Sein Studium der Pädagogik schloss Gert Schwabl 1956 erfolgreich ab. Ebenso erfolgreich absolvierte er die Ausbildung zum Reitlehrer bei keinem geringeren, als Rittmeister und Generalmajor a. D. Horst Niemack. Manchmal erzählte Gert Schwabl in einer ruhigen Minute eine kleine Anekdote: Horst Niemack fragte seinen damaligen Prüfling, als dieser in ein Buch vertieft war „Was studieren Sie?“ Der junge Gert Schwabl erhob sich, stand stramm und antwortete: „Seitengänge Herr General!“ Dies ist nur eine der vielen Geschichten aus einem langen Reiterleben. Seine eigentliche Reit-Ausbildung bekam Gert Schwabl von seinem Vater Walter, streng nach der Heeresdienstvorschrift H. Dv. 12, die das Wissen in der Kavallerieausbildung seit dem 18. Jahrhundert zusammenfasst. Ziel war es, die Pferde möglichst lange gesund und fit zu erhalten.

Reiten nach der reinen Lehre

Von 1967 an ritt Gert Schwabl von Grodon Turniere und eröffnete 1976 in Worzeldorf das Reitlehrinstitut Nürnberg. Seine eigene, streng militärisch geprägte Ausbildung prägte natürlich auch sein eigenes Wirken als Reitlehrer und Bereiter. An der Auffassung, dass Reiten eine Kunst sei und dass das Pferd ein Kunstwerk ist, das es bestmöglich zu formen gilt, ließ Gert Schwabl von Gordon  nie Zweifel. Die Vierbeiner und deren Wohl standen bei ihm immer im Vordergrund. Jeder seine unzähligen Schüler aus Nah und fern bekamen das zu spüren. Wenn es mal nicht klappte, was beim Reiten ja keine Seltenheit ist, war das Ziel der Kritik ausschließlich der Reiter. Nie hörte jemand von Gert Schwabl böse Worte über die Pferde. Machten die Fehler, kritisierte er stets den Reiter. Und so wurde aus dem kleinen Stall in Worzeldorf, eines der letzten Oasen der ,reinen Lehre’, die weit über die Grenzen Nürnbergs hinaus bei Insidern und Anhängern der ‚Klassischen Reitkunst’ ein Begriff wurde.

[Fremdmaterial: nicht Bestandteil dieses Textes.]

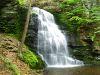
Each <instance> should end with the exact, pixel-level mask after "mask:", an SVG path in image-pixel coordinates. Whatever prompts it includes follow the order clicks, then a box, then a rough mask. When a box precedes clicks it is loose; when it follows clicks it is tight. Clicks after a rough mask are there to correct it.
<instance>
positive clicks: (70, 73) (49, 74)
mask: <svg viewBox="0 0 100 75" xmlns="http://www.w3.org/2000/svg"><path fill="white" fill-rule="evenodd" d="M44 75H100V66H82V67H73V68H72V67H70V68H47V69H46V70H45V71H44Z"/></svg>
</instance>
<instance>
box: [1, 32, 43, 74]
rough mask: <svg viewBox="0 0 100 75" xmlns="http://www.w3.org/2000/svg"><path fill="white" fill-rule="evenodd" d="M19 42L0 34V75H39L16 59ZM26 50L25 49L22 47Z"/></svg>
mask: <svg viewBox="0 0 100 75" xmlns="http://www.w3.org/2000/svg"><path fill="white" fill-rule="evenodd" d="M19 43H20V42H19V41H18V40H16V39H15V38H13V37H11V36H6V34H0V75H40V74H41V73H37V70H33V69H31V68H30V67H29V65H28V64H26V63H24V62H23V61H21V60H20V59H19V57H18V47H19ZM23 50H26V47H25V46H24V47H23Z"/></svg>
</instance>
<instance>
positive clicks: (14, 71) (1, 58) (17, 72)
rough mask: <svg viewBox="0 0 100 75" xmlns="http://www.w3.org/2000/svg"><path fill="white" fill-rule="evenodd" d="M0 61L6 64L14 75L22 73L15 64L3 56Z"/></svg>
mask: <svg viewBox="0 0 100 75" xmlns="http://www.w3.org/2000/svg"><path fill="white" fill-rule="evenodd" d="M0 60H1V61H3V62H4V64H5V66H6V67H7V68H8V69H10V70H11V71H12V72H13V74H14V75H20V71H19V70H18V68H17V66H16V65H15V64H12V63H11V60H9V59H8V58H6V57H4V56H2V55H0Z"/></svg>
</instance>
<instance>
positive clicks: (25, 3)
mask: <svg viewBox="0 0 100 75" xmlns="http://www.w3.org/2000/svg"><path fill="white" fill-rule="evenodd" d="M17 1H18V2H19V4H20V5H25V4H26V3H27V1H28V0H17Z"/></svg>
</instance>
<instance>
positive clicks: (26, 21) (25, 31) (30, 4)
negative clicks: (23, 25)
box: [19, 0, 31, 54]
mask: <svg viewBox="0 0 100 75" xmlns="http://www.w3.org/2000/svg"><path fill="white" fill-rule="evenodd" d="M28 1H29V2H28V12H27V16H26V22H25V27H24V31H23V34H22V38H21V43H20V46H19V53H20V54H21V52H22V46H23V44H24V42H25V38H26V34H27V30H28V25H29V19H30V13H31V0H28Z"/></svg>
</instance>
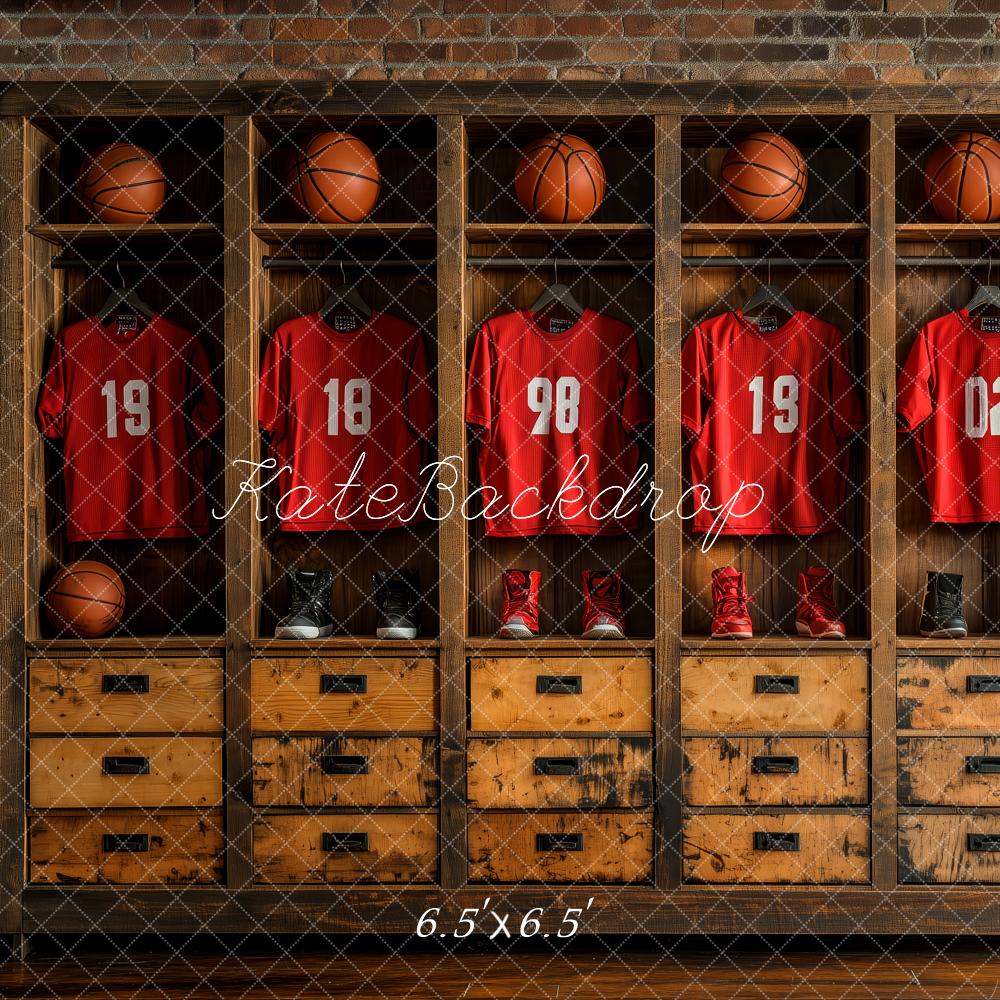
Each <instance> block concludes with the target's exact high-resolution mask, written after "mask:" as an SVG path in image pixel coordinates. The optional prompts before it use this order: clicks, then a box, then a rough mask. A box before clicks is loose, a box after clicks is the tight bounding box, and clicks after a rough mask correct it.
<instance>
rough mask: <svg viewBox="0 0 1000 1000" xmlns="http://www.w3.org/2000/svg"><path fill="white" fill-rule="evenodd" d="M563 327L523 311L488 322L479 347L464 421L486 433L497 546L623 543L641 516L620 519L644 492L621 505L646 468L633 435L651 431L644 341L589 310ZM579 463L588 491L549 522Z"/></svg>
mask: <svg viewBox="0 0 1000 1000" xmlns="http://www.w3.org/2000/svg"><path fill="white" fill-rule="evenodd" d="M561 325H562V324H561V323H560V321H558V320H555V321H554V320H552V319H551V318H548V320H547V325H546V326H543V324H542V323H540V322H539V321H538V320H537V319H536V317H535V316H534V315H533V314H532V313H530V312H529V311H528V310H521V311H519V312H513V313H508V314H506V315H503V316H496V317H494V318H493V319H491V320H489V321H487V322H486V323H484V324H483V326H482V329H481V330H480V331H479V334H478V336H477V338H476V343H475V348H474V350H473V352H472V363H471V365H470V369H469V386H468V394H467V398H466V410H465V419H466V420H467V421H468V423H470V424H472V425H474V426H476V427H478V428H481V430H480V431H479V472H480V480H481V484H482V486H483V487H484V488H485V489H486V490H487V491H488V495H487V496H486V497H485V501H486V502H485V504H484V506H485V507H486V533H487V534H488V535H493V536H526V535H540V534H553V535H595V534H607V535H614V534H622V533H623V532H625V531H627V530H630V529H631V528H633V527H634V526H635V524H636V521H637V516H638V512H635V513H628V516H619V515H625V514H626V513H627V512H628V508H631V507H635V506H636V505H637V504H638V503H639V502H640V501H641V500H642V499H643V492H644V491H642V490H632V491H631V492H630V493H629V494H628V496H627V497H626V498H625V502H622V503H620V504H619V503H618V501H619V500H620V499H621V489H622V487H626V486H628V485H629V484H630V483H631V480H632V478H633V477H634V475H635V473H636V471H637V468H638V456H639V448H638V442H637V440H636V436H635V432H636V430H637V429H638V428H639V427H640V426H641V425H642V424H645V423H648V422H649V420H650V419H651V415H650V403H649V396H648V393H647V392H646V389H645V387H644V386H643V384H642V382H641V380H640V378H639V349H638V345H637V343H636V338H635V333H634V332H633V330H632V329H631V327H629V326H627V325H626V324H625V323H622V322H619V321H618V320H616V319H612V318H611V317H609V316H602V315H600V314H599V313H597V312H595V311H594V310H592V309H587V310H585V311H584V313H583V315H582V316H581V317H580V318H579V319H578V320H577V321H576V322H575V323H573V324H572V326H570V328H569V329H565V330H561V331H559V332H553V329H556V330H559V327H561ZM581 456H588V457H589V464H588V465H587V467H586V469H585V470H584V471H583V473H582V475H581V476H580V477H579V478H578V479H577V480H576V484H577V486H578V487H579V490H573V491H572V492H564V493H563V494H562V497H563V498H564V499H565V501H566V502H565V503H563V504H561V505H557V506H556V508H555V509H552V510H551V511H545V510H544V508H545V507H551V506H552V505H553V501H555V500H556V499H557V498H558V496H559V495H560V488H561V487H562V486H563V485H564V483H566V482H567V480H568V479H569V478H571V472H572V470H573V467H574V464H575V463H576V462H577V461H578V460H579V459H580V458H581ZM616 488H617V493H616V492H615V490H616ZM493 490H495V491H496V494H495V496H496V498H497V499H496V504H493V503H491V502H490V501H492V500H493V497H494V494H493V493H492V492H491V491H493ZM536 490H537V493H536V492H534V491H536ZM602 490H609V491H610V492H608V493H607V494H605V495H604V496H601V497H599V496H598V494H600V493H601V491H602ZM581 491H582V492H581ZM519 498H520V499H519ZM511 504H514V509H513V510H510V509H508V510H506V511H503V510H502V509H501V508H504V507H507V508H509V505H511ZM616 504H618V507H617V510H614V508H615V506H616ZM491 507H492V508H494V509H493V510H492V511H491V509H490V508H491ZM602 515H607V516H602Z"/></svg>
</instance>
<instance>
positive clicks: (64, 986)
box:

Bis zu seinem 85. Geburtstag steig Gert Schwabl von Gordon täglich für etwa drei bis vier Stunden noch selbst aufs Pferd. Es muss ihm sehr schwergefallen sein, als er sich selbst zum letzten Mal den ‚Befehl zum Absitzen’ gab. Danach widmete sich der Reitmeister nur noch seinen Schülern und verfasste drei Bücher (alle erschienen im Olms-Verlag), in denen er sein Wissen an die Nachwelt weitergibt. Gert Schwabl von Grodon verstarb am 14. Januar 2021 im Alter von 93 Jahren. Mit ihm ging einer der letzten traditionsreichen Zunft, den Repräsentanten der Deutschen Kavallerie. Das Streben nach dem richtigen Reiten war Inhalt seines Lebens.